Suppose two matrices $A$ and $B$ are unitarily equivalent, that is, $A = UBU^*$ for some unitary matrix $U$. One can interpret this as a change of basis, into say an eigenbasis if all the eigenvectors are orthogonal. You could also list some properties, for example that that $A$ and $B$ must have the same set of eigenvalues.
For the infinite-dimensional case, suppose $A$ and $B$ are self-adjoint operators on a Hilbert space $H$. Then the two are unitarily equivalent if there exists a unitary operator $U$ such that $A = UBU^{-1}$.
The name and the definition suggest that there are some strong parallels between the finite and infinite dimensional cases. How can one interpret the infinite dimensional case, as in is there any nice geometric or algebraic interpretation/motivation?

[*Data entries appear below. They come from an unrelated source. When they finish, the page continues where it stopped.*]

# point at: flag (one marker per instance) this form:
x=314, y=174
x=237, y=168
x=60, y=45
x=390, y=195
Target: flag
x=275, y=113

For example, one can say that the spectral theorem allows us to classify bounded self-adjoint operators on a separable Hilbert space only up to unitary equivalence. Of course one can take this at face value, but what does this really mean?
Best Answer
Given a Hilbert space $H$, let us build another Hilbert space $G$ by taking each vector $\xi $ in $H$ and "painting it green". By this I mean that we are disguising $\xi $ in any way we want, changhing its nature, but keeping track of which vector $\xi $ we started with. If you cannot imagine a green vector, you could alternatively think of the ordered pair $(\xi ,*)$, where $*$ is anything you like.
The set $G$ of all green vectors is then given the structure of a Hilbert space in the most natural way possible. For instance if $x$ and $y$ are a green vectors, we define $x+y$ as follows:
scratch the paint of $x$ and $y$, resulting in vectors $\xi $ and $\eta $ in $H$, respectively,
add $\xi $ and $\eta $, as vectors in $H$, and call the sum $\zeta $,
paint $\zeta $ green and call the resulting vector $z$,
set $x+y:= z$.
We may then define a unitary operator $U:G\to H$ by seting $$ U(\xi ) = \xi \text{ painted green}, \quad \forall \xi \in H. $$
If $T$ is any bounded operator on $H$, one can likewise turn it into an operator $S$ acting on $G$ via:
given $x$ in $G$,
scratch the paint of $x$, resulting in the vector $\xi $ in $H$,
apply $T$ to $\xi $, resulting in the vector $\eta $ in $H$,
paint $\eta $ green, resulting in the vector $y\in G$,
set $S(x)=y$.
Notice that the whole algorithm defining $S$ above may be summarized by $$ S = UTU^{-1}. $$
The moral of the story is that when two operators are conjugate, they should be each viewed as a disguise of the other, and hence they have exactly the same properties, as long as these properties are defined purely in the language of Functional Analysis.